4. Hero of the Kargil War
During the Kargil War fought in 1999, Vikram Batra emerged as a brave and courageous soldier who was not afraid to lay down his life. He was only 24 when he fought in the war and lost his life on the front lines for his country.
His father Giridhar Lal Batra, a former government school principal, once speaking of Vikram’s heroism, once said, “Vikram was an outstanding and extraordinary boy, very diligent and brilliant. As a father, I knew he was much ahead of ordinary people. He was given the name ‘Shershah’ because he was very brave.”
He added, “During the Kargil War, he forced his junior man to go back and take his place, and that makes him no ordinary person. He had seen deaths before him during combat, but he was never afraid to go all out and fight. He always led from the front.”
5. A pioneer in science
Kamala Sohonie was intent on getting admitted into the Indian Institute of Science to pursue her research, but was denied because of her gender. After much persuasion, she was admitted by Sir C V Raman, then head of the institute.
Her research focused on neera (a popular drink made from sweet palm nectar, legumes and rice flour) and how it could meet the nutritional needs of Indians, particularly of the poor.
Kamala proved that women could do anything and following her earning a scholarship at UK’s prestigious Cambridge University, IISc began admitting female students.
6. The man who took India to space
In 1984 when Rakesh Sharma returned to the Earth from space, he recounted how overwhelming it was. “Slowly, you begin to realise that borders are not visible from space and then you start looking at your country as part of a whole, and the whole being planet Earth itself. You come back feeling how fragile the planet is, and how it needs to be protected,” he said, adding that the best sight from space is the sunrise and sunset.
However, he also spoke of the body changes that occur — the blood tends to rush to the head because the heart continues to pump at the same rate as it does while on Earth, the face and tongue swell up, and you develop space sickness, similar to travel sickness.
7. The pioneer of transport through the ghats
Walchand group founder Seth Walchand Hirachand Doshi is known as the man behind India’s first modern shipyard, first aircraft factory and first car factory. The group also established several confectionery companies and engineering companies.
But among the company’s notable projects is the commissioning of tunnels through the Bhor Ghats on the Mumbai-Pune railway route, which helped boost transport and mobility, earning Walchand the title of ‘Father of Transportation in India.”
8. A woman hero during the freedom struggle
Amar Kaur, the sister of Bhagat Singh, was a nationalist and prime leader during India’s struggle for freedom. She was even arrested in 1932 when during the Civil Disobedience Movement she pulled a chain in the running train and shouted nationalist slogans.

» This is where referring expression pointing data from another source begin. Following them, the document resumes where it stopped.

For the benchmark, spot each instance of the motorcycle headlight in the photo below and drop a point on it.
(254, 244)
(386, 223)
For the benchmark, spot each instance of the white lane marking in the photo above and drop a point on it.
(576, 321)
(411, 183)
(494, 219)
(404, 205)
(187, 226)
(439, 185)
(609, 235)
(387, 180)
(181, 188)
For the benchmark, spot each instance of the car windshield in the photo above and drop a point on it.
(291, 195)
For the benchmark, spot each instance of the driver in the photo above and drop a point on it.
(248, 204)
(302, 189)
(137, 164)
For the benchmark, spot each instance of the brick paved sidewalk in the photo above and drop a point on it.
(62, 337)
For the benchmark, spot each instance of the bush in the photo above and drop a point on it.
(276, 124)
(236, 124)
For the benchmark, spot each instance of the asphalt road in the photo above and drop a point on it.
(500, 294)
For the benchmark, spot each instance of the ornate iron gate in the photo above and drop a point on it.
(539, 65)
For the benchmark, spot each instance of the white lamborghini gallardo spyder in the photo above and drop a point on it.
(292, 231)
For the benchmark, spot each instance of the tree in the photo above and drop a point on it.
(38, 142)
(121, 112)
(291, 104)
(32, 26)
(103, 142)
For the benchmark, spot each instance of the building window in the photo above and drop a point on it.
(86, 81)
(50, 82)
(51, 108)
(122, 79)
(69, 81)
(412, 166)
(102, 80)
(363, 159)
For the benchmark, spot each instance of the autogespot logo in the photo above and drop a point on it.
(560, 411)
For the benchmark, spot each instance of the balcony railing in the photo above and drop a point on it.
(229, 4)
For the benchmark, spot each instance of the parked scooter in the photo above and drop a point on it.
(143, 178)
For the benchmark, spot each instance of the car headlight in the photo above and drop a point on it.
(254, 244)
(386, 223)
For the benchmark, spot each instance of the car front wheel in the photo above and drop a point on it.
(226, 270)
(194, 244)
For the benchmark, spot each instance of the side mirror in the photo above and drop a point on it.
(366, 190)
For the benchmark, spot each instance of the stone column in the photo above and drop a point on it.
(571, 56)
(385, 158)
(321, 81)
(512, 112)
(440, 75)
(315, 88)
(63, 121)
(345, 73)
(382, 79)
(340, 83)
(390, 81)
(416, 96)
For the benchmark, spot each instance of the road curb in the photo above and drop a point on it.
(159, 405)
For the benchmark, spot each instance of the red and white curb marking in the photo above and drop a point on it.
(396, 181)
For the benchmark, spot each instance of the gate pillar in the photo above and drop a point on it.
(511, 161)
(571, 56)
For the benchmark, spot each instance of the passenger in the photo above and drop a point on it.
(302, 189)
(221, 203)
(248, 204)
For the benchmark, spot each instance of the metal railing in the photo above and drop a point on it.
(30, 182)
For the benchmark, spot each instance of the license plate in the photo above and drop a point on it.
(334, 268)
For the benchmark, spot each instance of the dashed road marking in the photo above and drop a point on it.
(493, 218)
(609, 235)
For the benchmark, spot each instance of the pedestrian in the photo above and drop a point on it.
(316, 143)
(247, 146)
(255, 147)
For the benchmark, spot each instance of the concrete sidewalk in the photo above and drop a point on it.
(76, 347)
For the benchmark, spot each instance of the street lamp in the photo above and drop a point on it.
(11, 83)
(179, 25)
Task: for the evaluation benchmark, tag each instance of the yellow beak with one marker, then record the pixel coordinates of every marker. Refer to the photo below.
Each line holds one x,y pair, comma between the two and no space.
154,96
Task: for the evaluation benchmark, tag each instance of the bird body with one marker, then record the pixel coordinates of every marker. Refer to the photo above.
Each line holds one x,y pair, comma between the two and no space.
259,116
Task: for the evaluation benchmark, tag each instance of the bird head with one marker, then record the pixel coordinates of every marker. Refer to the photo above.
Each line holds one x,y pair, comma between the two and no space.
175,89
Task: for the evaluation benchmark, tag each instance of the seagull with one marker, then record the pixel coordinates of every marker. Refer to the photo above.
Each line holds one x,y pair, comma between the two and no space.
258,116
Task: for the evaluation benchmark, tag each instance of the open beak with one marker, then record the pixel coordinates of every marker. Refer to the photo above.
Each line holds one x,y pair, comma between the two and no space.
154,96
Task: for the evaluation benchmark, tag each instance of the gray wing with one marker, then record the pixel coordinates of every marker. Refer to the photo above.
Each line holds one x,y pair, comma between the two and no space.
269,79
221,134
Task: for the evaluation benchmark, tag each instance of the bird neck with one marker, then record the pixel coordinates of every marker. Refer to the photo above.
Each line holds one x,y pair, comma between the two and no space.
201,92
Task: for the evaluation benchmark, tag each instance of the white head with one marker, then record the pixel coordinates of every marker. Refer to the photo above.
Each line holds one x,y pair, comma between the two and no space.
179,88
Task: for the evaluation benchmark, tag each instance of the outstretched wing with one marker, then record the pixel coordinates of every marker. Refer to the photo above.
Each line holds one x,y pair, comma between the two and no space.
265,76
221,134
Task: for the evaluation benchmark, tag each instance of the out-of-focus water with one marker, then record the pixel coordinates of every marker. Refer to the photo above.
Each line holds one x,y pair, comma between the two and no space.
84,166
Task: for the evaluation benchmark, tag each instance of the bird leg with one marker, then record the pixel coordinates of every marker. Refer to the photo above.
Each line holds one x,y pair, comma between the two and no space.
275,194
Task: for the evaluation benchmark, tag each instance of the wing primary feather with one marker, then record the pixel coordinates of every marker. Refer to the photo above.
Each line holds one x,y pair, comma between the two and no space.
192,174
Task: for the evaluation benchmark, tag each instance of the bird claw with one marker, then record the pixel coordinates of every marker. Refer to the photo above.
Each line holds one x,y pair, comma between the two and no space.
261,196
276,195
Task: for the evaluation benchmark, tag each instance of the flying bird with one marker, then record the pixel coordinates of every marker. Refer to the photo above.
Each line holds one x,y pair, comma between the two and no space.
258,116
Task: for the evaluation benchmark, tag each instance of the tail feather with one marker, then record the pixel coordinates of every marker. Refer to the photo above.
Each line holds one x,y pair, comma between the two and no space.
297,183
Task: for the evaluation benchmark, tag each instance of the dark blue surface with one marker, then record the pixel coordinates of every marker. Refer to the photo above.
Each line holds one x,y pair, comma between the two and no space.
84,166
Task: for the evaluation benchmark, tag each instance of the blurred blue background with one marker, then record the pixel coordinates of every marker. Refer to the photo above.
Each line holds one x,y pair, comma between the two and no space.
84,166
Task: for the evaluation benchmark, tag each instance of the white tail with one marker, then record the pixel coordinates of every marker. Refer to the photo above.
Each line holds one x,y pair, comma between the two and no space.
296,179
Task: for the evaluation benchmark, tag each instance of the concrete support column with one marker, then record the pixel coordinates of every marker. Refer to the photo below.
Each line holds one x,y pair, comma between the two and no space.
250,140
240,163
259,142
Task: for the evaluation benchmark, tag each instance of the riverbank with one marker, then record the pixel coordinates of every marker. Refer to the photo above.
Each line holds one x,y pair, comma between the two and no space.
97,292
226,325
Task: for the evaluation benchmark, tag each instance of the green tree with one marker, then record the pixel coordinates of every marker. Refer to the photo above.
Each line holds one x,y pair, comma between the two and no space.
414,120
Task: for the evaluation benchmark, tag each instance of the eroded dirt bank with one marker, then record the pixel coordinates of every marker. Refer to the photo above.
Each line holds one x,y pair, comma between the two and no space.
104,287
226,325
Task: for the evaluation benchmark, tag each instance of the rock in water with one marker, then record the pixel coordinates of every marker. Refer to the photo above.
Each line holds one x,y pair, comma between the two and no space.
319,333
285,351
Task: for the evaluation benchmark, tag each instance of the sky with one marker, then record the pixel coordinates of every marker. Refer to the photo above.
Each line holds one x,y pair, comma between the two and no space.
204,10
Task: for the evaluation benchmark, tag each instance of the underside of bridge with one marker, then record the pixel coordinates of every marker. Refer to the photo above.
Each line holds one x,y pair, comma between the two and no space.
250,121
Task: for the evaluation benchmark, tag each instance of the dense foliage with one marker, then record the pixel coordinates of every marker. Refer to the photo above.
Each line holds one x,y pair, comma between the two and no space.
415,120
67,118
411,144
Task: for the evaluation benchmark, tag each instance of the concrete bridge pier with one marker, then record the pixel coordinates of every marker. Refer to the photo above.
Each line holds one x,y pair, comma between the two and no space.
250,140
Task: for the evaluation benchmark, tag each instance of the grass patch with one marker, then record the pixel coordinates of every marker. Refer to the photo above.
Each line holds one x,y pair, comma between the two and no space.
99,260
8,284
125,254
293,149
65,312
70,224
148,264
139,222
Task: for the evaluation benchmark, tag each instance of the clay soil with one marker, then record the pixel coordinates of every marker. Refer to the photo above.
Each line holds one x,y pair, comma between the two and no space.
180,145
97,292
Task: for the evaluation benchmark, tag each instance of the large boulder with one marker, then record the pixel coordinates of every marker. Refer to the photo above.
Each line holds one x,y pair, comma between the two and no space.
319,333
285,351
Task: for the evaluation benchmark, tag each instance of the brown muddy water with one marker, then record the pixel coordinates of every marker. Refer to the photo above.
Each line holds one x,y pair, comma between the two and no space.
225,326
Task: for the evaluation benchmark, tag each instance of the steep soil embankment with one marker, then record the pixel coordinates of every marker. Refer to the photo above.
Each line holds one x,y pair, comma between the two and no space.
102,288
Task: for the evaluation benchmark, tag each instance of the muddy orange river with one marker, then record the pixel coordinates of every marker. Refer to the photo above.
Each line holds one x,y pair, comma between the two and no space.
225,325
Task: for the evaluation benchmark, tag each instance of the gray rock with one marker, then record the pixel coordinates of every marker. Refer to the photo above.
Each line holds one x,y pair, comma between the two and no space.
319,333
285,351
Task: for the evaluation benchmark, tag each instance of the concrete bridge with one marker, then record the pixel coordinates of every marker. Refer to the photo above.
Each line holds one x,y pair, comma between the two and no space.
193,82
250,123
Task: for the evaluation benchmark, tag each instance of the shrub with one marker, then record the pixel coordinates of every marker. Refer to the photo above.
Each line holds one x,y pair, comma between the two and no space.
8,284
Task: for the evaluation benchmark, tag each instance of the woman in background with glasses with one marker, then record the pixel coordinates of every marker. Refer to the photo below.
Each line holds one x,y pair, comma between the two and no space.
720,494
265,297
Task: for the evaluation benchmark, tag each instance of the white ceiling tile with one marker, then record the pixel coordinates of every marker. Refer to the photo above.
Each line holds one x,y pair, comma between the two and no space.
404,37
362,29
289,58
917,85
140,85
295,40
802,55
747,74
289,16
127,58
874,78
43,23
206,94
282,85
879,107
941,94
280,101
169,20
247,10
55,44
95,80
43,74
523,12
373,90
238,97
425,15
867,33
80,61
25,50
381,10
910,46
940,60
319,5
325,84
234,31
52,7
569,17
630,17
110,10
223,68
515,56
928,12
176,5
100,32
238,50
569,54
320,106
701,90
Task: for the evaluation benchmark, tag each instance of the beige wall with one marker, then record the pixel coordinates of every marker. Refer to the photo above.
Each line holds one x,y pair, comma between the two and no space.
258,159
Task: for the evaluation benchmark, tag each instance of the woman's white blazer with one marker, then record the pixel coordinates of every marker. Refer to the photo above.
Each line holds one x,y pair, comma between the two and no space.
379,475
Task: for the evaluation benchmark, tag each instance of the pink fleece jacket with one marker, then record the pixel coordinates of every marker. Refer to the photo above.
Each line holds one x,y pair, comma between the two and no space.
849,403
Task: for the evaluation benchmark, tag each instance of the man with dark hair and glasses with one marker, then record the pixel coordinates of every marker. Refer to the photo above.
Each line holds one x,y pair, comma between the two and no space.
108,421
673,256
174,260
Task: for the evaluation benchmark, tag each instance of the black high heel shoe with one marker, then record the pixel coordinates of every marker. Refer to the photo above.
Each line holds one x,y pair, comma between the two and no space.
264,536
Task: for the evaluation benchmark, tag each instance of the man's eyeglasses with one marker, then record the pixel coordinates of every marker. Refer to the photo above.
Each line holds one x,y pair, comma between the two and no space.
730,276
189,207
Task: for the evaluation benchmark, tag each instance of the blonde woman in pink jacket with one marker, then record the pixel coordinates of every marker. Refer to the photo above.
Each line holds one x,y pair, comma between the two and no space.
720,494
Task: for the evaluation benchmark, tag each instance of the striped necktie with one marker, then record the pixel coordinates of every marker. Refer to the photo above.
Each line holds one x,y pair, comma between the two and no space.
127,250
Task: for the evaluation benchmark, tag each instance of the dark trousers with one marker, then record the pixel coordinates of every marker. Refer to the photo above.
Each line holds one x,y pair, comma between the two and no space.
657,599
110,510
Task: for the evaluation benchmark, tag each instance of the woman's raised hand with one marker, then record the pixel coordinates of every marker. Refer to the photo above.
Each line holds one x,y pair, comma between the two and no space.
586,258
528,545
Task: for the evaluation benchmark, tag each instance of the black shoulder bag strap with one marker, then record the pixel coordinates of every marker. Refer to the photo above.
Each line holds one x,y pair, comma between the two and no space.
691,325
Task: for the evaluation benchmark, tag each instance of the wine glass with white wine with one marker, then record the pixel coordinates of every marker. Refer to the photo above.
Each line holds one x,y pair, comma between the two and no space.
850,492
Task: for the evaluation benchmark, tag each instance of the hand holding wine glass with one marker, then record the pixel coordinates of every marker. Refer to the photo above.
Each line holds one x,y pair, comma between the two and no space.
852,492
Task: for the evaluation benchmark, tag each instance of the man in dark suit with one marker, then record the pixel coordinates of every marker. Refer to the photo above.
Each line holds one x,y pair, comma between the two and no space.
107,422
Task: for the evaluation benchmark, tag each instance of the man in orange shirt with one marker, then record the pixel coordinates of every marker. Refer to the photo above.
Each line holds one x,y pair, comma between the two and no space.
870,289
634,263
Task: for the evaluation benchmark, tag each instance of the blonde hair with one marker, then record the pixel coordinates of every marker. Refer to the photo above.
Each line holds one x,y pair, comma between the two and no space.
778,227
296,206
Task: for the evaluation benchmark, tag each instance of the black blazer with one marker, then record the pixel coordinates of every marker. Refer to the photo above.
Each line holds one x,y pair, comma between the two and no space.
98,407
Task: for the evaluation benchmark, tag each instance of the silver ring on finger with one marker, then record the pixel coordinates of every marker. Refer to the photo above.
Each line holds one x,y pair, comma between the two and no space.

She was arrested once again during the Quit India Movement in 1942 for setting up training camps in Lahore for women. However, nothing could deter her, and while in jail in 1942, she along with the other inmates hoisted the national flag on the jail gate.
9. A medical superhero
Lieutenant Colonel Dr Arcot G (AG) Rangaraj was known for his passion towards helping those in need of medical attention, and one such instance was when he led a medical mission to the Korean peninsula.
In November 1950, the Colonel was promoted to head the 60th Parachute Field Ambulance unit and is said to have treated more than two lakh wounded soldiers, given training to local doctors, and even escaped near-death scenarios himself!
10. A musical genius
When Philomena Thumboochetty — the daughter of the ‘Huzur’ secretary of the Maharaja of Mysore — was just a teenager, she took the fellowship examination offered by Trinity College London and was awarded 98 percent.
She then went on to be chosen for admission to the famed Paris Conservatoire and was the youngest and the first from India to do so. In fact that was the beginning of her illustrious career. In 1934, Philomena and her mother were presented at the court of King George V and Queen Mary. Dressed in a gold embroidered red saree with a set of emeralds, Philomena enthralled the royals with her grace.